物語は監獄を脱走した三人の男たちが道中で巻き起こすドタバタ劇ですが、じつはホメロスの「オデュッセイア」が下敷きに(囚われた主人公の不在で、妻が求婚され、復讐)なっていたりと、ふざけているようでよく考えると深い、見終わった後に何かずしん、としたものが残る、いかにもコーエン兄弟らしい作品です。

音楽に関してですが、まず劇中、最初に逃げ込んだ家で流れるラジオ。

「覚えてて、クッキーやビスケットを作るときは冷えたきれいな水とパピー印の小麦粉を」

とDJが語るのですが、これはアーカンソー州ヘレナのラジオ局から当時デルタ一円に向けて放送されていた「King Biscuit Time」のパロディであることに間違いないでしょう(こちらも、スポンサーは小麦粉の会社)。また、中程、ジョージ・クルーニーが焚き火に新聞をくべるシーンがありますがよく見るとその日付はしっかり1937年となっています。これはロバート・ジョンソンが亡くなる前年です。

途中三人は十字路に佇む、ギターを持った黒人を拾います。これはもちろんロバート・ジョンソンの「クロスロード伝説」のパロディな訳ですが、冒頭でも書いた通り、黒人青年は「トニーだ」と名乗ります。これはロバート・ジョンソンよりもひと世代上のやはりブルースマンだったトミー・ジョンソン(1896–1956)のことだと思われますが、このクロスロード伝説は現在では、トミージョンソンのことだったという説が有力です。安易に「ロバート」としないところが、流石です。もっとも、例えば

(ハウリン)ウルフはトラクターの運転手だったんだ。知ってるかぎりの話じゃ、洞窟から、まったく人里離れた場所から、まる一週間休んだあと這い出てきて、おれたちに演奏してみせた。あいつは魔術師だって思ったね”

ジョニー・シャインズ/ロバート・ジョンスン-伝説的ブルーズマンの生涯

これはジョニー・シャインズがハウリン・ウルフについて語った言ですが、このように、「しばらく見ないと思ったら突然現れ、凄腕のブルースマンになっていた」というのはこの時期のブルースマン達の、ある種の共通したイディオムだったと思われますので、似たような話は当時、いくらでもあったのかもしれません。
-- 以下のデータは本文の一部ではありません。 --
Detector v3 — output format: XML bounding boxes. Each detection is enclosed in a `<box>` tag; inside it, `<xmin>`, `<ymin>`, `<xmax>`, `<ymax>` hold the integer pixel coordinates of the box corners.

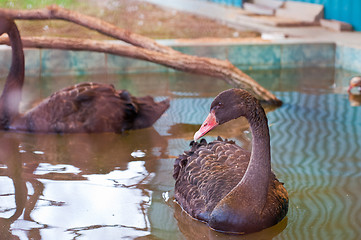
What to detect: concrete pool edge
<box><xmin>0</xmin><ymin>39</ymin><xmax>361</xmax><ymax>77</ymax></box>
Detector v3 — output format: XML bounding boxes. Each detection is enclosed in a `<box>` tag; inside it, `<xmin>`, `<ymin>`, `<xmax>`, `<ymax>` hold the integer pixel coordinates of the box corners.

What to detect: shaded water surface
<box><xmin>0</xmin><ymin>69</ymin><xmax>361</xmax><ymax>239</ymax></box>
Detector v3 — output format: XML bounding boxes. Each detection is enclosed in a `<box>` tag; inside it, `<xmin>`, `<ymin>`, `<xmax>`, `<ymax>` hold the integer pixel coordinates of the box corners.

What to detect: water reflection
<box><xmin>0</xmin><ymin>69</ymin><xmax>361</xmax><ymax>240</ymax></box>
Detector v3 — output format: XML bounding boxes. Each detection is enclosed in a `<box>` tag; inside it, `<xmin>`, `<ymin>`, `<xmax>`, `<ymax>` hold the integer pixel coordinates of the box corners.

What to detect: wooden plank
<box><xmin>243</xmin><ymin>2</ymin><xmax>275</xmax><ymax>15</ymax></box>
<box><xmin>320</xmin><ymin>19</ymin><xmax>352</xmax><ymax>32</ymax></box>
<box><xmin>276</xmin><ymin>2</ymin><xmax>324</xmax><ymax>22</ymax></box>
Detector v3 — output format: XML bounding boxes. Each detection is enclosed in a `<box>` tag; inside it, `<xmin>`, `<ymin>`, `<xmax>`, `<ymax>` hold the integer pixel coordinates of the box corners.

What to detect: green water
<box><xmin>0</xmin><ymin>69</ymin><xmax>361</xmax><ymax>239</ymax></box>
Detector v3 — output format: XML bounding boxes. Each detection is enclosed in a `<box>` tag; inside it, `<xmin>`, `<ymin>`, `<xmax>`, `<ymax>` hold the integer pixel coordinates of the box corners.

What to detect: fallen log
<box><xmin>0</xmin><ymin>5</ymin><xmax>282</xmax><ymax>105</ymax></box>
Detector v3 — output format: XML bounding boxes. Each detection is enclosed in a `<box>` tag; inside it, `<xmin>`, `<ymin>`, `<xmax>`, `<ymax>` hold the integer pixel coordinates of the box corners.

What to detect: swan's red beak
<box><xmin>194</xmin><ymin>111</ymin><xmax>218</xmax><ymax>141</ymax></box>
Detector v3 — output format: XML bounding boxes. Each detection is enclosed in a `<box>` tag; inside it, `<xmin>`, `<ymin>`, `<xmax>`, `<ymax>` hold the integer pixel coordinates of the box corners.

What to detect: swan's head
<box><xmin>194</xmin><ymin>88</ymin><xmax>260</xmax><ymax>141</ymax></box>
<box><xmin>0</xmin><ymin>16</ymin><xmax>11</xmax><ymax>36</ymax></box>
<box><xmin>347</xmin><ymin>76</ymin><xmax>361</xmax><ymax>92</ymax></box>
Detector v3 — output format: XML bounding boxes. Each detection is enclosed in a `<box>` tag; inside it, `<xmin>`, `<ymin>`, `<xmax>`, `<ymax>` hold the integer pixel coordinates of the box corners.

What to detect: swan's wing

また、焚き火を囲むシーンで、トミージョンソン役(クリス・トーマス・キング)によって歌われるブルースは、スキップ・ジェイムス(1902-1969)の"Hard Time Killing Floor Blues"が使われているところも、渋い。上の動画は本人の晩年のものです。後にCreamが取り上げる"I'm So Glad"で彼はロックファンにも名が知れました。また、劇中の最後で主人公らは、意図せずに上記の「パピー印」という会社の社長でもあり、知事選挙に立候補しているパピー・オダニエル(チャールズ・ダーニング)の選挙協力をしてしまうのですが、これも、そもそもブルースの最初のローカルヒットはW.C.ハンディの「メンフィス・ブルース」だった訳ですが、これは1908年(出版されたのは1912年)にメンフィス市長だったエドワード・クランプの為の選挙応援ソングだった、ということを踏襲しているのかもしれません。

といったように、さすがコーエン兄弟、物語自体も当然ですが、その使われる音楽に関しても精緻に考証され、考え抜かれています。もはや「ブルース映画」と言ってしまっても良いほど、音楽ファンを納得させる内容の映画でした。まだ未見の方は、ぜひ。